Computer Science ›› 2023, Vol. 50 ›› Issue (4): 32-39.doi: 10.11896/jsjkx.220600078

• Database & Big Data & Data Science • Previous Articles     Next Articles

LayerLSB:Nearest Neighbors Search Based on Layered Locality Sensitive B-tree

DING Jiwen, LIU Zhuojin, WANG Jiaxing, ZHANG Yanfeng, YU Ge   

  1. School of Computer Science and Engineering,Northeastern University,Shenyang 110167,China
  • Received:2022-06-08 Revised:2022-10-19 Online:2023-04-15 Published:2023-04-06
  • About author:DING Jiwen,born in 1982,postgra-duate,is a member of China Computer Federation.His main research interests include big data analysis and database.
    ZHANG Yanfeng,born in 1982,professor,Ph.D supervisor,is a senior member of China Computer Federation.His main research interests include big data mining,large scale machine learning,and distributed systems.
  • Supported by:
    National Natural Science Foundation of China(62072082) and Fundamental Research Funds for the Central Universities(N2216015).

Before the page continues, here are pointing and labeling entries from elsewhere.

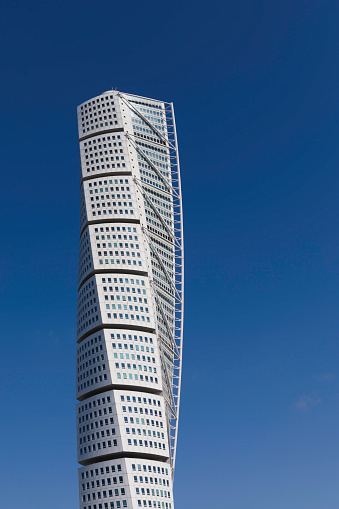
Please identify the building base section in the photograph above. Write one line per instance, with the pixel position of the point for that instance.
(126, 482)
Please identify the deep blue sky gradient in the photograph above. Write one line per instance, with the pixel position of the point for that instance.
(255, 88)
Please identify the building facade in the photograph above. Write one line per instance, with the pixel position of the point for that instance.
(130, 302)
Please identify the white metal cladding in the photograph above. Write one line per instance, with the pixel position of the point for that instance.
(130, 302)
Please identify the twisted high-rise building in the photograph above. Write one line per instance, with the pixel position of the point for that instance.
(130, 302)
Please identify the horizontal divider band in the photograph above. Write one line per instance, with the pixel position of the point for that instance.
(107, 174)
(100, 133)
(139, 328)
(117, 387)
(124, 454)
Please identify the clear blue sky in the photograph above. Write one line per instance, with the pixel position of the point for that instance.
(255, 87)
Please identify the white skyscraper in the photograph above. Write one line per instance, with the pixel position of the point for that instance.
(130, 302)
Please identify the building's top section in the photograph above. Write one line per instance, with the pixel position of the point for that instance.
(100, 98)
(107, 112)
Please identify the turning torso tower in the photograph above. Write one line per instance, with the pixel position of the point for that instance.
(130, 302)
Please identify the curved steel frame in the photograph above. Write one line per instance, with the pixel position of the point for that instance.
(175, 333)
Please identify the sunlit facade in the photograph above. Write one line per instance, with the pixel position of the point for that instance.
(130, 302)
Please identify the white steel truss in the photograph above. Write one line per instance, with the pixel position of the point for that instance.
(171, 336)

Abstract: Nearest neighbor search has become a significant research problem due to its wide applications.Traditional spatial index structures such as R-tree and KD-tree can efficiently return accurate nearest neighbor search results in low-dimensional space,but they are not suitable for high-dimensional space.Locality sensitive B-tree(LSB) hashes data points to the sortable one-dimension values and arranges them in a tree-like structure,which dramatically improves the space and query efficiency of the previous locality sensitive hashing(LSH) implementations,without compromising the resulting quality.However,LSB fails to take data distribution into account.It performs well in a uniform data distribution setting,but exhibits unstable performance when the data are skewed.In response to this problem,this paper proposes LayerLSB,which reconstructs the hash values in a dense range by exploring the density of the hash values to make the distribution more uniform,so as to improve the query efficiency.Compared to LSB,LayerLSB indices become more targeted in terms of data distribution,and a multi-layered structure is constructed.Compared with the simple rehashing method,the multi-layered approach will still guarantee the search quality by carefully choosing the number of groups and hash functions.The results show that the query cost can be reduced to 44.6% of the original at most when achieving the same query accuracy.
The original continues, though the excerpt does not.